From Slate.com:
By his own account, Phil Toledano was leading a charmed
life. But in 2006 his mother suddenly passed away. A few years later his
father, as well as some of his aunts and uncles, did too.
“It was an extinction event in the
Toledano family,” he said. “When it happened, I became apprehensive. What else
did life have in store for me? What other dark terrible turns? I began to worry
about it more and more and I thought, Fuck it, I can just worry about
it, I have to confront this fear, whatever it was. I wanted to
anticipate the worst things that could possibly happen to me.”

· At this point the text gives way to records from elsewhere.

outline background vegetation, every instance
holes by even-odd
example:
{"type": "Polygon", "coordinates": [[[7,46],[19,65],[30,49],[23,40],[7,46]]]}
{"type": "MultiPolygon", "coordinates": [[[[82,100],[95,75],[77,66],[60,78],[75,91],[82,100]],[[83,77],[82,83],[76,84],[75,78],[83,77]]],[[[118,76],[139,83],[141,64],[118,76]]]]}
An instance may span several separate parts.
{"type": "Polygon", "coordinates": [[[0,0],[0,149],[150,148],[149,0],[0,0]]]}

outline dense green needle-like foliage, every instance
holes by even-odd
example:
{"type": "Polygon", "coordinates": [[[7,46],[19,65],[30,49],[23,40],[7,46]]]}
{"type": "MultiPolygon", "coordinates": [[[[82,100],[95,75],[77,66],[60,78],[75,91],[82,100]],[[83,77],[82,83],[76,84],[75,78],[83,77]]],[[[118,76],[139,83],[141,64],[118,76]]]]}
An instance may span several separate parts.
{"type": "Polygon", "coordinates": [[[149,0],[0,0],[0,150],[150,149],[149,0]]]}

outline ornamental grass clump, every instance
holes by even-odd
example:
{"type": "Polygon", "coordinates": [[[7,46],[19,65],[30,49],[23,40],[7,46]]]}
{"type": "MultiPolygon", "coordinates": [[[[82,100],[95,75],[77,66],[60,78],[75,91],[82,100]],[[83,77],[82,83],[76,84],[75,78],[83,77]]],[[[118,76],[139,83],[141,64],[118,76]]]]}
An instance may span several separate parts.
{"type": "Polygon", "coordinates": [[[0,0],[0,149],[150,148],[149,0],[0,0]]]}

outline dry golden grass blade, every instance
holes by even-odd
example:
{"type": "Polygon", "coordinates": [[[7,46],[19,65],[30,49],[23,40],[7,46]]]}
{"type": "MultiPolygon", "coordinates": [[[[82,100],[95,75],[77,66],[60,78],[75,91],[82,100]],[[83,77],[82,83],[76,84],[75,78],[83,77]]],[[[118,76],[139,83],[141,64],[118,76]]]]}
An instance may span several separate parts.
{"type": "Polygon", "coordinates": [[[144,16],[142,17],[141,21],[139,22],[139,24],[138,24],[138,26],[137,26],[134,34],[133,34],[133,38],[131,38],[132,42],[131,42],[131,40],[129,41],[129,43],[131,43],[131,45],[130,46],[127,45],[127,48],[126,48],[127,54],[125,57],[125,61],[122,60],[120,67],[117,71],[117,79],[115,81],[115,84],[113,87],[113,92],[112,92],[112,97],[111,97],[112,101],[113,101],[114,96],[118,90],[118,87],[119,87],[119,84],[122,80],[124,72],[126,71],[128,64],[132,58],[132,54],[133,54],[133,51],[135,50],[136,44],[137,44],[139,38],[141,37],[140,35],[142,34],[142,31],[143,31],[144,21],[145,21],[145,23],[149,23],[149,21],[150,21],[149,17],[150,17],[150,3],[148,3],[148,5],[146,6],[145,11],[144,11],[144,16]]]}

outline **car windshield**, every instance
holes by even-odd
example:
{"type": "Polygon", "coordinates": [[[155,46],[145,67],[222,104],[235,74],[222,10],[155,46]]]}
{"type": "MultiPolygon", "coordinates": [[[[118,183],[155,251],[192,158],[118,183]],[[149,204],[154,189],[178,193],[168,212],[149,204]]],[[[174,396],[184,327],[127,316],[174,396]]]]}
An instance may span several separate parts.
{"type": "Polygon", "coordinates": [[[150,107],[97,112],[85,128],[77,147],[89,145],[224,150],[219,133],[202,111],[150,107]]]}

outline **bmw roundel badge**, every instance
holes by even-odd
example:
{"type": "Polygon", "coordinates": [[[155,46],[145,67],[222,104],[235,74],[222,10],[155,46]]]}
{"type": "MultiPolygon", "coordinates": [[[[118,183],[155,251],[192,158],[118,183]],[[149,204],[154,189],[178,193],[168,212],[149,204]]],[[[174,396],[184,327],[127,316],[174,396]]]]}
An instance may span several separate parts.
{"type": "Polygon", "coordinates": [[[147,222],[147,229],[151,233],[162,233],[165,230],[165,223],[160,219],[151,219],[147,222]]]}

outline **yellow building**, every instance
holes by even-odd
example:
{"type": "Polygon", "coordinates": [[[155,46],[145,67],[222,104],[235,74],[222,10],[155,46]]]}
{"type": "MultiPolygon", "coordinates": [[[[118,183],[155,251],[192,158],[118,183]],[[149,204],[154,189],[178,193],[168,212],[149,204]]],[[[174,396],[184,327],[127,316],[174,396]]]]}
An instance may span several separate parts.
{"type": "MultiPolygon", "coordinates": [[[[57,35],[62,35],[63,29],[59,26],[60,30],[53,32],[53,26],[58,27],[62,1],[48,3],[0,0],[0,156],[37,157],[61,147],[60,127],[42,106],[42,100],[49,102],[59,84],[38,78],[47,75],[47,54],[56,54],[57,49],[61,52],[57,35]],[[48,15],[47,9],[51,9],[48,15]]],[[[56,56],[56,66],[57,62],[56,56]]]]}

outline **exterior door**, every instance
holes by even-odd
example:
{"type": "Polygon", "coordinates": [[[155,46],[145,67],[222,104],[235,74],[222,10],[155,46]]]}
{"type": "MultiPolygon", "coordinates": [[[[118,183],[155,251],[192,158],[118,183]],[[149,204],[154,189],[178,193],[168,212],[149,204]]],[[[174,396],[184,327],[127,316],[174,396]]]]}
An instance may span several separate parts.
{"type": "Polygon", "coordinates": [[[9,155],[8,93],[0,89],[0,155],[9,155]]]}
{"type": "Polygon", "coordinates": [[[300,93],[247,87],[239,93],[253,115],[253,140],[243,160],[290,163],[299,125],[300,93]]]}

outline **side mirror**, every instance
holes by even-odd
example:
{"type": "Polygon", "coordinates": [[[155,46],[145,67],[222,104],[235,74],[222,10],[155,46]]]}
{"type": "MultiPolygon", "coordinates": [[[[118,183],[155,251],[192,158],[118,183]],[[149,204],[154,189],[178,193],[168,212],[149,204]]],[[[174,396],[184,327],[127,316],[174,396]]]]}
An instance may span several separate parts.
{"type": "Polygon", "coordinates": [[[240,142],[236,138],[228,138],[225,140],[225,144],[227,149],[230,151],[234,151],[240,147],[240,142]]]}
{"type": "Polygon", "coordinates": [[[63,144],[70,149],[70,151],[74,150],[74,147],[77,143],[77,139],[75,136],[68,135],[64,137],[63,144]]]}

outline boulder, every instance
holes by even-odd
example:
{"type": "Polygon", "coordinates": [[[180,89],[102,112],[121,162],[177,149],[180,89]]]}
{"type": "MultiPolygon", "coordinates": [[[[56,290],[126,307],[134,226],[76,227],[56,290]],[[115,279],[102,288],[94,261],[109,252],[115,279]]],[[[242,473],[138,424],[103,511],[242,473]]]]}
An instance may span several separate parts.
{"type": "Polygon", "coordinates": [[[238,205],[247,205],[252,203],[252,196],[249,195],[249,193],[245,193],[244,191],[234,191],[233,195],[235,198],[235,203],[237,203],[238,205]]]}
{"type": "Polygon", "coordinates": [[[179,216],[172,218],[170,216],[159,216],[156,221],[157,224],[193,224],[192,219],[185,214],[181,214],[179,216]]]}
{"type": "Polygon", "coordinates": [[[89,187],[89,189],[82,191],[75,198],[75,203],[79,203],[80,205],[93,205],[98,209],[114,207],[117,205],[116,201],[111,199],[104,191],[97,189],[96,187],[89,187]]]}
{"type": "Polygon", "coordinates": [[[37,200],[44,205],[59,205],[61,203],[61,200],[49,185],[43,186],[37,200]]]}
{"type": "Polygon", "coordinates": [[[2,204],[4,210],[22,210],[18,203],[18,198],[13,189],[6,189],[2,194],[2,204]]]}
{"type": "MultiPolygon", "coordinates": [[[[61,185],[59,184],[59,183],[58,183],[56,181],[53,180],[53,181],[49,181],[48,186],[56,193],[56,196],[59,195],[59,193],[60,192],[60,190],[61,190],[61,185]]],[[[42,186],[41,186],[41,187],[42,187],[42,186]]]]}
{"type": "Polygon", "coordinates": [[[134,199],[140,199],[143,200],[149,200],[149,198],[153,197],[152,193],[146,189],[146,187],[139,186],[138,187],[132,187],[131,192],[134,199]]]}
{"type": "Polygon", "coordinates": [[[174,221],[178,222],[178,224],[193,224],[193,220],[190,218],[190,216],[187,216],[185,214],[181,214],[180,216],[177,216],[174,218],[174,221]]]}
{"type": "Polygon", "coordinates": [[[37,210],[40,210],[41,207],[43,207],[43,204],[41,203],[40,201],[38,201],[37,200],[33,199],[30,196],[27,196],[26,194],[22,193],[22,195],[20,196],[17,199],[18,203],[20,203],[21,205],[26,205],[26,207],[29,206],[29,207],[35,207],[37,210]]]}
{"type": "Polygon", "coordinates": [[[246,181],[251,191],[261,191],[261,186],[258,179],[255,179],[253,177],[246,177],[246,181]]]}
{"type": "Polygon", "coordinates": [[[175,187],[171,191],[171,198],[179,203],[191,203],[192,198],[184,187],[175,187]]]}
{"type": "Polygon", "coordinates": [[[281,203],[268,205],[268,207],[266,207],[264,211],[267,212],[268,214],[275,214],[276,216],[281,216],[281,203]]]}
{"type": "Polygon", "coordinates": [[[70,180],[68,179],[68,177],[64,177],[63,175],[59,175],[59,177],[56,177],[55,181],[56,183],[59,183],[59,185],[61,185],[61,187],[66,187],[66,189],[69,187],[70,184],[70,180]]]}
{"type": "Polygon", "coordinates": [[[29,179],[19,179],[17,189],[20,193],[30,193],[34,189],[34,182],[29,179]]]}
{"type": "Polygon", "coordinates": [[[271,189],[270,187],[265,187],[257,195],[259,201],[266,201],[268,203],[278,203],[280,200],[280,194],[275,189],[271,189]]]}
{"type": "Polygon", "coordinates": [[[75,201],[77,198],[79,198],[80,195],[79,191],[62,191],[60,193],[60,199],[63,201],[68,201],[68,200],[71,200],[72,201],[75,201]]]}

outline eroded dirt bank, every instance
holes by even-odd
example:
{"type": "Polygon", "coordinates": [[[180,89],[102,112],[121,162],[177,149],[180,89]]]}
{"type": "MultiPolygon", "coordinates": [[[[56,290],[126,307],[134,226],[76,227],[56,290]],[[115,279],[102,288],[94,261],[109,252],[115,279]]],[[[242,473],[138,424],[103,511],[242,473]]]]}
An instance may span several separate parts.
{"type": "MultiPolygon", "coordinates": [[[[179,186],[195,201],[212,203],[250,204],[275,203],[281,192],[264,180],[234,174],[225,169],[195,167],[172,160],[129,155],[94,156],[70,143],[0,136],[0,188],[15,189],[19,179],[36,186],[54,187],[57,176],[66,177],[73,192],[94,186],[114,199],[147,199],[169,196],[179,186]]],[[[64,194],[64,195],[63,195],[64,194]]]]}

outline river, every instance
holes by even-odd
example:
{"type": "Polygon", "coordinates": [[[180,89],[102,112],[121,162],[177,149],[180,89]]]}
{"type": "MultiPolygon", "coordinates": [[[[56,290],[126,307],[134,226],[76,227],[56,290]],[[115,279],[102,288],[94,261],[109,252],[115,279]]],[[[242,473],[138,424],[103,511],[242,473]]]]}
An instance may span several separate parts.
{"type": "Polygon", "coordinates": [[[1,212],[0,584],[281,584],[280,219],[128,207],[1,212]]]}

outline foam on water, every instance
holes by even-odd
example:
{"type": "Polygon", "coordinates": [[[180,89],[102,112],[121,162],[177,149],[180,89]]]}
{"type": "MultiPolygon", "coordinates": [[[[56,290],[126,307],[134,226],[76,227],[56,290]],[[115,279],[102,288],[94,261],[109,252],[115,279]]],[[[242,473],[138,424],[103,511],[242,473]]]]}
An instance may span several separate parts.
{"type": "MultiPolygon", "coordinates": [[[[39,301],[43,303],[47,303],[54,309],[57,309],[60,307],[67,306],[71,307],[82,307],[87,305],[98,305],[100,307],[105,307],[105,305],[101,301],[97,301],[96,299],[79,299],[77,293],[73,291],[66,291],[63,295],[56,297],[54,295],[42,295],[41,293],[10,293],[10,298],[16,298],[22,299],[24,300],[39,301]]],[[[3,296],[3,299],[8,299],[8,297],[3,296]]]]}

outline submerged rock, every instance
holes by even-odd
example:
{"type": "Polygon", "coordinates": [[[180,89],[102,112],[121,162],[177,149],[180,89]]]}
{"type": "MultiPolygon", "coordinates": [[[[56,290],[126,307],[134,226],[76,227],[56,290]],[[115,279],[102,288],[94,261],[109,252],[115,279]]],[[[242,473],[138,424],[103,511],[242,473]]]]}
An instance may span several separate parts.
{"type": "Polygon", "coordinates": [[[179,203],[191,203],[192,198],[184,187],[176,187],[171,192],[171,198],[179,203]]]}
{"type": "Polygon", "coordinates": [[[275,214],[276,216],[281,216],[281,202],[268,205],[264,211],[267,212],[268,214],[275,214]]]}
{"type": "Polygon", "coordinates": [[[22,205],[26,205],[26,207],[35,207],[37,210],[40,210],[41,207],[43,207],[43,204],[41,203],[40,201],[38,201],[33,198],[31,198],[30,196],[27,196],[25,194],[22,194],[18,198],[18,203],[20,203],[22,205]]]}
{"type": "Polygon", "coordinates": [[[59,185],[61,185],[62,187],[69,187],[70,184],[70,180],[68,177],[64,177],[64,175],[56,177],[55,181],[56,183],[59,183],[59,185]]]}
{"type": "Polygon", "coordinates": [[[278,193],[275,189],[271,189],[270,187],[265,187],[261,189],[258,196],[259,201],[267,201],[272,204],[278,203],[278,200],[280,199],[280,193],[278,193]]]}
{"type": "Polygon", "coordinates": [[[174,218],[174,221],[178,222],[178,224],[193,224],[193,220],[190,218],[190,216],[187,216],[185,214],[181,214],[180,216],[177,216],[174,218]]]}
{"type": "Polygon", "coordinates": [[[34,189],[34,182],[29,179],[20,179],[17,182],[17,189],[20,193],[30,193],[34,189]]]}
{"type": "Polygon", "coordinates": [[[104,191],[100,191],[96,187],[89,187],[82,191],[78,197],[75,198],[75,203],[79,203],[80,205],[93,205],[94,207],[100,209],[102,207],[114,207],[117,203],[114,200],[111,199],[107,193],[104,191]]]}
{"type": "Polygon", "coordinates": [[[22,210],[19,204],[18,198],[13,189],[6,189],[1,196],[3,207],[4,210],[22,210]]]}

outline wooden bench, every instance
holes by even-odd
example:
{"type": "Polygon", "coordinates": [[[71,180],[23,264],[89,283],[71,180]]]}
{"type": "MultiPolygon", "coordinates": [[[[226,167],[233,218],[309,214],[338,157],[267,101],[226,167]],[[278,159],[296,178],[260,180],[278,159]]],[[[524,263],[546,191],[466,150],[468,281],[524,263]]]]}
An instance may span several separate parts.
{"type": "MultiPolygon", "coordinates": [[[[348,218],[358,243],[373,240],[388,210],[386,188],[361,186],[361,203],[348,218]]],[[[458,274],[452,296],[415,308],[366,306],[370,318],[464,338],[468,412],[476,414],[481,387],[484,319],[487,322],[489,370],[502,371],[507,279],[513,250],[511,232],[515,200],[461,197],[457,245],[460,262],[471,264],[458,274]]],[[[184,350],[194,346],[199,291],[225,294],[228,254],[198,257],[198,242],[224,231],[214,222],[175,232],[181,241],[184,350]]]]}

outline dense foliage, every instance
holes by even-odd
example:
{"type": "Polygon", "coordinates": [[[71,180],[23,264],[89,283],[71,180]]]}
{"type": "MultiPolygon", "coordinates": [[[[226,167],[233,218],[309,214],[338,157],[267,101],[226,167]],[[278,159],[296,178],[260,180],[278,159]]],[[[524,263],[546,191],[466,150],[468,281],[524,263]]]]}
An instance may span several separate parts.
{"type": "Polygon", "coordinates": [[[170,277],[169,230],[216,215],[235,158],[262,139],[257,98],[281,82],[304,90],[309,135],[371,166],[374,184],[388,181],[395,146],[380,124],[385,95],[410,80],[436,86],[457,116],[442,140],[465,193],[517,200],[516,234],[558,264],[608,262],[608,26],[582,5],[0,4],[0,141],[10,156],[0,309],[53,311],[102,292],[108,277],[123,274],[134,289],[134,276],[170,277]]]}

Against the advice of his wife,
Carla, who feared working on this project might push an already fragile
Toledano over the edge, he began a photo series—a journey, really—that dove
straight into those fears. A book of these photos, called Maybe, was
released by Dewi Lewis
Publishing this month.
Toledano knew it would be “lunacy” to try to predict the
future, so he turned to science and mysticism: He got a DNA test to find out
what illnesses he was likely to get. He consulted with fortune-tellers,
astrologists, palm readers, and numerologists. He underwent hypnosis and
researched insurance company statistics. All to try to figure out what bad
things might be lurking around the corner to ruin his life.
For Toledano, throwing himself into
work has always been a way to process what was happening in his life. He worked
on a series about caring for his
father, and recently completed a body of work that dealt with
the loss of his
sister when he was 6 years old.
“When I do projects it’s like being
stuck in a gravity whirl of a planet, they just pull me toward them and I just
have to do them,” he said. “I feel I’m lucky enough to be in this position
where I can make art, whether people like it or not is another story. I feel a
certain obligation to do it. This is my job and I have to produce work. In a
way being an artist is kind of like drowning close to the shore, when you’re
making work that’s you waving at the lifeguard saying ‘Here I am I’m dong
something’ and if you don’t, you sink to the bottom and people forget about you
and you disappear.”
While working on “Maybe,” Toledano took acting lessons in
order to become darker versions of himself. The entire process was almost like
producing a film: He scouted locations, cast extras, and hired makeup artists
who spent hours a day doing prosthetic work.
One of the hardest images to make was
one of the first ones, of him as an older man sitting in the park with his
caretaker. “I would take my father to the park, and he would fall asleep and I
would text my friends so I was being my father and that was really hard to do.”
But throughout the work, Toledano
said one of the most fascinating aspects to the series was being able to see
how the world saw him in all of his incarnations.
“We are used to how we’re seen in the
world and so when you suddenly have people look at you differently, it’s an
extraordinary experience when you’re used to being seen in one way for 25 or 30
years; the whole project is not about the final art the photographs, but really
about the performance, the act of doing it.”
Once he was done working on “Maybe,”
Toledano felt a lot lighter and he no longer felt afraid of the things that had
bothered him enough to create work about them. It was a highly reflective time
for him.
“What’s interesting is, as you get older you begin to
consider your future more, when you’re younger you’re oblivious to your future;
when you’re older your future becomes more tangible and fragile, people die you
get married have kids you fall in love with people, and things become more
serious … a lot of my art is I talk about very obvious things.”